More often than we would expect though, it will not be an egotistical thug who ascends, but a wise and friendly contender who is helped by his allies to climb the greasy-branch. A successful Love-Monkey’s authority will not come from threats and fear, but from a coalition network built on trust and reciprocity.
Monkeys are not moral philosophers. These two styles of Ape governance are a record of what works—Darwin has taken care of all the strategies that don’t—and not abstract utopias thought-up by inscrutable bearded academics pontificating about how the world ‘should’ look.

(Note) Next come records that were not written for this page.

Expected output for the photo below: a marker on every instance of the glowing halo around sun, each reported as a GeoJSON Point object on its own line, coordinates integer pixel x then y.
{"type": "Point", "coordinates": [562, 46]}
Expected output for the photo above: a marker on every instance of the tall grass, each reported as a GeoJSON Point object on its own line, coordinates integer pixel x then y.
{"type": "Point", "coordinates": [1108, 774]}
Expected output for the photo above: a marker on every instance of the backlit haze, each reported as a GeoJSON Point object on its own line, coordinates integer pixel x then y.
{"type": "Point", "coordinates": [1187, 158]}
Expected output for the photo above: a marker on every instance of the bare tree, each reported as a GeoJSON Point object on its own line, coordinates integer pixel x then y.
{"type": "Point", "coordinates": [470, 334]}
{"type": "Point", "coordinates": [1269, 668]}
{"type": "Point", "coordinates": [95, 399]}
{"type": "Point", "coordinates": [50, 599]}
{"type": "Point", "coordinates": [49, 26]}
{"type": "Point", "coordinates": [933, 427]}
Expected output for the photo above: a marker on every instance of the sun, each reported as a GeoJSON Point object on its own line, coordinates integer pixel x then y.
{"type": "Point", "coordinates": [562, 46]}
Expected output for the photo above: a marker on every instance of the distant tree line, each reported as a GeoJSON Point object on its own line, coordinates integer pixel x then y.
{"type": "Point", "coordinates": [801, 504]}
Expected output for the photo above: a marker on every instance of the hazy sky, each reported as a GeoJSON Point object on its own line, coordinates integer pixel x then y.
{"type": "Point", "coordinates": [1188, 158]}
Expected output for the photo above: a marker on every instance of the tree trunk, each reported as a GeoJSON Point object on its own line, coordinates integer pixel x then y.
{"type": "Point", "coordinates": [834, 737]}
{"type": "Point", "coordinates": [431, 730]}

The politics of Love-Monkey and Tough-monkey—the embryonic Left and Right—are both valid answers to the question of how to structure a primate society.
Monkey-left believes that all apes are inherently and fundamentally good, and if you treat them with respect and dignity, they will reciprocate and behave in an acceptable manner.
Monkey-right, on the other hand, understands a tooth and claw world. It knows that when the shit hits the palm, the neighbouring troop will always be looking for an advantage and even unsupervised members of the home troop are watching for an opportunity to cheat and steal.
Taking these ideologies to human extremes:
Right sees a hard-knocks jungle out there,
while Left wants a garden of unconditional love.
Any parent knows that neither extreme is viable.
Too much love without tough discipline builds mollycoddled, indignant, tantrum-prone children—who will probably grow up to take positions as entitled social sciences professors.
Tough discipline, with too little love, will give rise to a brood of cowed, uncreative monsters who will one day make daddy proud by becoming bullying sociopathic CEOs.
Listening to the Monkey within, we recognise that we actually need a mix of both: leaders who are realists and accept the world’s inclement truths, while still possessing enough compassion to protect us from that beastly base reality.
Tough, without the Love, is just survival of the thuggish.
Love, without a dose of tough, only suffices to pave our paths with the fragile good-intentions of wishful thinking.
Success depends on a mix. A society run on only unconditional love will eventually be eradicated by any violent neighbour who sees their world a little less rosy; just as any society ruled by authoritarian tough guys will inevitably become irrelevant as the free-flowing creativity of the peoples around them produces better ways of doing stuff—including napping flint and sharpening sticks…
But I’m repeating myself!
We know all this!
Even Monkey knows this!
So why do we spend all our time fighting about whether Red or Blue is best?
If this was a Disney film, it would probably come back to the pantomime troop of evil baboons hiding behind the curtain of palm fronds… the ones expertly playing one side of chimps against the other so that they can steal all the bananas… [you know who I’m talking about].
Stop wasting time bickering folks!
Accept Tough-Love!
Its Monkey logic!
To paraphrase the economist Walter Williams, ‘Dispassionate analysis [Tough], enables Compassionate policies [Love].’